As a huge advocate for the benefits of recreational running, Jesse Harmon hated to hear that the Columbia Marathon was dying only two years after it began.
So he did something about it.
Harmon put together the paperwork and worked out the details with USA Track & Field to take over the event. He reached out to some of the same sponsors who have helped him with his Run Hard Running Team for kids. He talked with city officials to get their blessing.
And on March 8, what originally had been planned as the Columbia Marathon, will instead be the Run Hard Columbia Marathon.
“We were planning an off-road half marathon of our own,” Harmon said. “Then we read in The State newspaper about the Columbia Marathon being canceled. We thought ‘We want the capital city to have a marathon. What do we need to do?’”
The previous version of the Columbia Marathon drew good crowds – about 2,000 runners in the various events, including 384 who finished the marathon last year. Former race director Dan Hartley hasn’t provided all of the details of why he decided to cancel the event, but last year’s age group winners never received their awards, according to leading members of the running community.
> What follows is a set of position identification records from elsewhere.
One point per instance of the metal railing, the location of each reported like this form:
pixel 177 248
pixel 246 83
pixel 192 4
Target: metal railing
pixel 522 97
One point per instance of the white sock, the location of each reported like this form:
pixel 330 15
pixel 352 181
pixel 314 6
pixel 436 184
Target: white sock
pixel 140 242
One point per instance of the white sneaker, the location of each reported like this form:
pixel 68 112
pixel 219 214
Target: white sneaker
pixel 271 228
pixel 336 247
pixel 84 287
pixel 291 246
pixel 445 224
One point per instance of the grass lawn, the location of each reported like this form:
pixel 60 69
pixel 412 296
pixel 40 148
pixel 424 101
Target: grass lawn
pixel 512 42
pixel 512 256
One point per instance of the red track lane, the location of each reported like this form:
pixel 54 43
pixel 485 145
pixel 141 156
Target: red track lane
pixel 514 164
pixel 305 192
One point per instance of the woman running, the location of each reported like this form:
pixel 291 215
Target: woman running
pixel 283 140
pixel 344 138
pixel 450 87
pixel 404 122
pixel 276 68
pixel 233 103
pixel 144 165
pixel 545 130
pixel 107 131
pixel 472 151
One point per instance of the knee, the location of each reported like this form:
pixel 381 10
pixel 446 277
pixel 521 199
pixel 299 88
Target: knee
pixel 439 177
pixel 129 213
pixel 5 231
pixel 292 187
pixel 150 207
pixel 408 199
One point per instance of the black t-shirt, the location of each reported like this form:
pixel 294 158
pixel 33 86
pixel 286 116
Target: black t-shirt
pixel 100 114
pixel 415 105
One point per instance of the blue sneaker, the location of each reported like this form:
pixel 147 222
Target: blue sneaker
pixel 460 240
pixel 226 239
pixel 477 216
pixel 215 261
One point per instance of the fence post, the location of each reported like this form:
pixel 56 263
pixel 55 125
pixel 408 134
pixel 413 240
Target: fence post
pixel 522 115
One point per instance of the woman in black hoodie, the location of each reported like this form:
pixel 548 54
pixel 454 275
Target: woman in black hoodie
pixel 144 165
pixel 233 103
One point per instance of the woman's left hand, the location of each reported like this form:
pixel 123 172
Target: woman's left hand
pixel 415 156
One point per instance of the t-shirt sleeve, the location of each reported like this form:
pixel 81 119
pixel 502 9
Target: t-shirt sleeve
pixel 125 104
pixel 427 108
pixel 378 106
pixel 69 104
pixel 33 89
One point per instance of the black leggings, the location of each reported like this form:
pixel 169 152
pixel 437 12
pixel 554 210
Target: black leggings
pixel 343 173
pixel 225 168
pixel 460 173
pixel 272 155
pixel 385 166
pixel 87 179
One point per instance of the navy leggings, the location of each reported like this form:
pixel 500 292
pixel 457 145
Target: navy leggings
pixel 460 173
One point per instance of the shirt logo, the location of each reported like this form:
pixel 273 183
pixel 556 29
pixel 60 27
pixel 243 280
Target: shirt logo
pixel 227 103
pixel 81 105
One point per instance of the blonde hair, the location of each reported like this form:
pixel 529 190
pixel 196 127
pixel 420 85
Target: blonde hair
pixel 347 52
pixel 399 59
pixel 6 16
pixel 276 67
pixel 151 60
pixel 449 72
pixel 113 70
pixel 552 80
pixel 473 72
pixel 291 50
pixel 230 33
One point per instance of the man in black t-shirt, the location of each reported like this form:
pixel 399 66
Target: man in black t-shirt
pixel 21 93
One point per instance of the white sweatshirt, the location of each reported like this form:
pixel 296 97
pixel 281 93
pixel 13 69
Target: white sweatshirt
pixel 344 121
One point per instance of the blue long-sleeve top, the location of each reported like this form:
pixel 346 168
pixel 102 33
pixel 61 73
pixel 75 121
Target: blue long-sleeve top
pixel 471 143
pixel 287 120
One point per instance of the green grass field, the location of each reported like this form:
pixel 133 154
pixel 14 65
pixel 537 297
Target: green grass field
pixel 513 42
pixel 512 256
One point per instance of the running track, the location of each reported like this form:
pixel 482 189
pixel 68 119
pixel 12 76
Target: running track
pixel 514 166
Harmon acknowledged those problems, and he knows the new organizers picking up the pieces have to overcome some hurdles.
“We have to do some damage control,” Harmon said. “We have to repair the image.”
His first step was to tell about 30 people who already had registered for the 2014 event that he will honor their registrations, even though he won’t receive their money. “It would not be right to ask them to pay again,” Harmon said.
At $65 per person, that’s nearly $2,000 that a non-profit like Run Hard Running Team really could use. But Harmon recognizes the reputation of the youth running club he has worked hard to build will be on the line. It’s more important for him to do the right thing by runners who were hurt by the failure of the event’s previous organizer.
Run Hard puts together an eight-week running program each spring and fall for boys at 19 elementary and middle schools in Lexington County. At the end of the program, the kids complete a 5K run. The end-of-program run, which encourages parents to run with their kids, had 1,200 finishers this fall, Harmon said.
He sees the marathon as an extension of his kids group. “It will inspire our kids to stay active through adulthood,” Harmon said. “That’s one reason I wanted to see it continue, to serve as an inspiration for our boys.”
Columbia officials appreciate that someone with experience putting together running events had taken over the marathon.
“For a community this size not to have a marathon ... shame on us,” said Ric Luber, president and CEO of the Midlands Authority for Conventions Sports and Tourism. “We had one for two years, and it went well. To have somebody pick up and move on with the project is very, very important.”
Luber, who was scheduled to meet with Harmon this week, has been impressed at Run Hard’s ability to quickly line up sponsors and the zeal with which the group has approached the task of coordinating a major event. “They’ve got the right components to do it,” Luber said.